И действительно, разве что только крушение мира способно было поколебать во Франции этот авторитет, поразить этого могучего защитника справедливости и наднационального единства. Нация, вступившая на путь насилия, должна прежде всего умертвить свою совесть, ибо ей, этой нации, не так опасен внешний враг, который, следуя гневу, может непроизвольно подстрекать к насилию, как человек разума в собственных рядах, взвешивающий, думающий, способный улаживать конфликты.
В подобные часы раздоров Ренан был помехой, даже появилось выражение «ренанизм». Во время войны в Париже была опубликована статья, патетически провозглашавшая: «La fin du Renanisme» [57] Конец ренанизму (фр.).
. Автор статьи настаивал на том, что «ренанизм» следует удалить из духовной жизни нации, что надо покончить с «ренанизмом», с этой мягкотелой манерой философски, до мельчайших подробностей изучать предметы, объявлять евангелие справедливости даже тогда, когда национальные интересы находятся под угрозой. Сейчас не время пытаться понять врага, ибо каждое понимание ведет к прощению: сейчас следует объединить все силы ненависти, «слепой ненависти», которая не смотреть должна, а наносить удары. Справедливость, проявленная к врагу, вероятно, морально и может считаться добродетелью, политически же это — преступление, как все, что ослабляет мощь, силу ненависти. Поэтому ренанизму уготован конец. Ренанизм — благородное, достойное уважения заблуждение, но именно—заблуждение, сбивающее с толку национальный, народный (мы говорим — популистский) дух.
Эти слова осуждения давно были безразличны Ренану, да и его творениям, укрытым в том мире, где слова разбиваются, словно ветер о стену. Он же, как и в 1871 году, когда против него, dé courageur public [58] Возмутителя спокойствия (фр.).
— слово «Defaitisten», пораженец, тогда еще не существовало, — бушевали такие же страсти, только посмеивался и вздыхал или вздыхал и посмеивался и вновь возвращался к своим книгам, чтобы в них — нисколько не удивляясь — еще раз найти давно открытую им истину: подобные часы безумия всегда посещали человечество.
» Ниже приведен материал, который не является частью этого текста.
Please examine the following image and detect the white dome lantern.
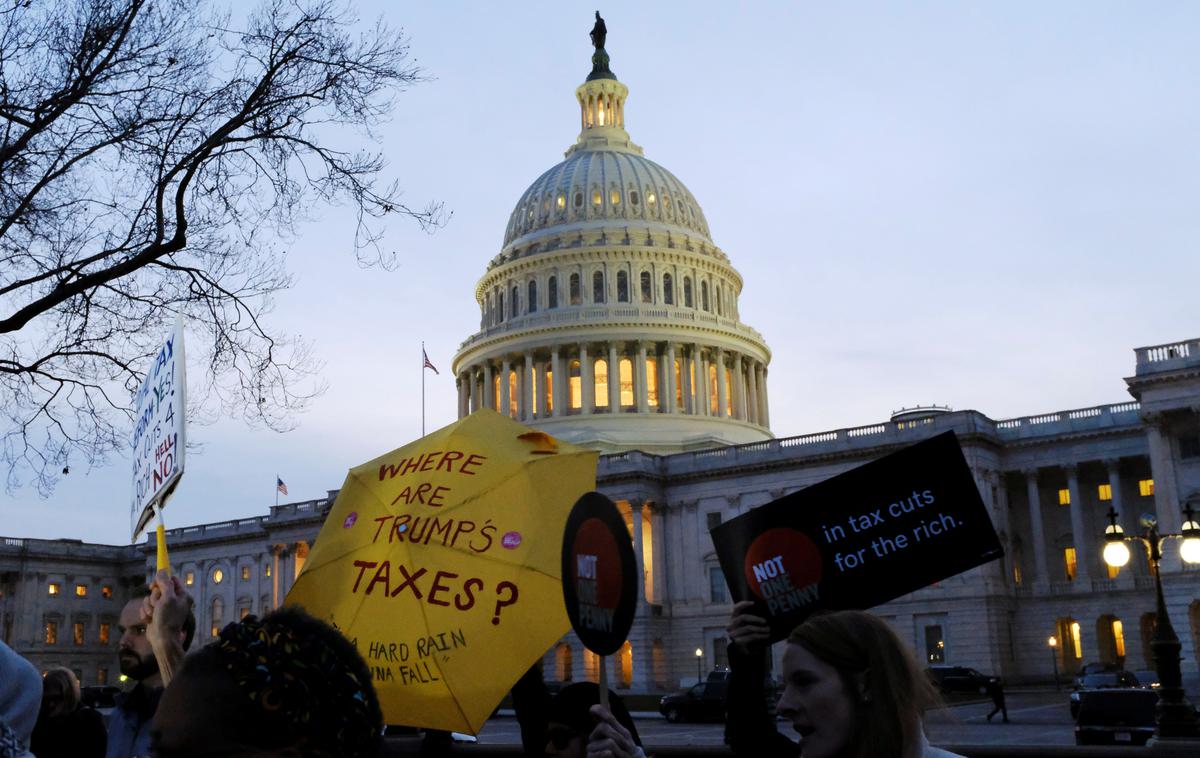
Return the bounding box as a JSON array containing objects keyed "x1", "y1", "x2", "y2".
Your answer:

Так, Осий и Амос [59] Осий и Амос — «малые» изральские пророки. — Примеч. пер.
с пеной у рта призывали все кары Божьи на Тир и Моав [60] Тир — финикийский город на побережье Средиземного моря. Моав — город на юге Иордании. — Примеч. пер.
— пророки эти давно умерли и истлели, и города эти давно исчезли с лица земли, но вновь и вновь время от времени возникал этот пронзительный голос ненависти, хотя Иисус и пророки говорили слова любви. Бесконечной дорогой огня была эта ненависть и придорожные столбы на этой дороге — костры, и виселицы, и кресты, и всегда эта дорога вела в никуда.
Ренан посмеивался и вздыхал, старый мудрец, ибо ничто не могло удивить его, человека, который в любом событии видел лишь повторение уже когда-то бывшего, и каждая, казалось бы, новая фаза в действительности была отражением чего-то уже происшедшего в прошлом: он знал, что дух убить невозможно, но и глупость — также. Как всегда, в тяжелый час обращался он к своим книгам, раскрывал свои любимые фолианты, вечную Библию, доброжелательного Марка Аврелия, горького Екклезиаста, переносился в чистый мир размышлений, в свой Божий мир тишины, где между Добром и Справедливостью парит со свободными несвязанными крыльями умиротворенный дух.